Requesting preferable options

By default, the service identifies the best candidates from among the available options. It does this by considering each option against both the objectives and the other options. But after excluding those options that are clearly inferior to others based on their values for the objectives, the subset of options that remains can still be large.

You can request that the service perform further analysis of the best candidates to identify those most likely to satisfy the greatest number of users. To identify this smaller subset of preferred solutions, the service relies on a probabilistic model that compares the candidates' values for the objectives and applies a probability distribution of general user preferences. It performs this analysis without relying on users' personal data.

The service usually identifies no more than five preferred solutions; it typically selects just three or fewer solutions. The service also provides a confidence score that indicates the percentage of users who are likely to choose one of the preferred solutions. This information further encourages an informed decision, one that leads to selecting the best available solution to the decision problem.

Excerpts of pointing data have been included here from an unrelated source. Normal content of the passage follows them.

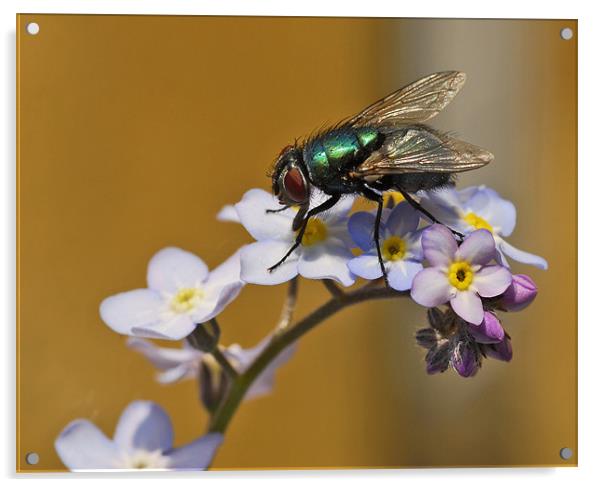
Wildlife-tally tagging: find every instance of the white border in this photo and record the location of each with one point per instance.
(589, 37)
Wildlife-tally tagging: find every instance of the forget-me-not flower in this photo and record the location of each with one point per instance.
(479, 207)
(323, 253)
(400, 246)
(459, 275)
(183, 363)
(143, 439)
(181, 293)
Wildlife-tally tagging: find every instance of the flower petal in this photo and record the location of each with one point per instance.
(170, 376)
(439, 245)
(338, 212)
(228, 214)
(124, 311)
(445, 205)
(401, 274)
(197, 455)
(478, 248)
(82, 446)
(402, 220)
(326, 261)
(218, 297)
(175, 327)
(261, 225)
(468, 306)
(492, 280)
(365, 266)
(144, 425)
(361, 229)
(499, 213)
(256, 258)
(431, 288)
(163, 357)
(522, 256)
(227, 272)
(172, 268)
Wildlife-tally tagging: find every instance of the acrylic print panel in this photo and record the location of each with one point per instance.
(134, 132)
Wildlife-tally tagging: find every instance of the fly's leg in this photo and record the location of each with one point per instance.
(374, 196)
(425, 212)
(278, 210)
(329, 203)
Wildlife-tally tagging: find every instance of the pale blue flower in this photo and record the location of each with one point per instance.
(143, 439)
(178, 364)
(323, 254)
(479, 207)
(181, 293)
(459, 275)
(400, 246)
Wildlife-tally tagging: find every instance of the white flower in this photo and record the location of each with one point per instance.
(323, 254)
(181, 293)
(143, 440)
(400, 246)
(479, 207)
(184, 363)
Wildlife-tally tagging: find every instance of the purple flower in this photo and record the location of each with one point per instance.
(466, 358)
(181, 293)
(499, 351)
(489, 331)
(520, 294)
(479, 207)
(400, 246)
(143, 439)
(184, 363)
(459, 275)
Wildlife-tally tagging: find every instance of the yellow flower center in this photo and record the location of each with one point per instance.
(394, 248)
(394, 197)
(477, 222)
(460, 275)
(186, 299)
(315, 232)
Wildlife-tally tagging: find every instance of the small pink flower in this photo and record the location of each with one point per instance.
(459, 275)
(520, 293)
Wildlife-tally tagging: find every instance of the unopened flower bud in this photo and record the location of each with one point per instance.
(489, 331)
(520, 293)
(437, 358)
(426, 337)
(500, 351)
(465, 359)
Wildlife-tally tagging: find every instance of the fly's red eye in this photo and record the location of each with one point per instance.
(285, 149)
(294, 185)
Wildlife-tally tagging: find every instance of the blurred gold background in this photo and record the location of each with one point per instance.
(135, 130)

To request the set of preferred solutions, set the optional query parameter find_preferable_options to true in a call to the POST dilemmas method, as in the following cURL example. The example again uses the problem.json file and sets the Content-Type header to application/json. Because the example omits the generate_visualization query parameter, the service returns the parameters for the map visualization.

curl -X POST --user <username>:<password>
--header "Content-Type: application/json"
--data @problem.json
"https://gateway.watsonplatform.net/tradeoff-analytics/api/v1/dilemmas?find_preferable_options=true"

For an example of the results of this request and a discussion of the additional information it returns, see Example preferable solutions.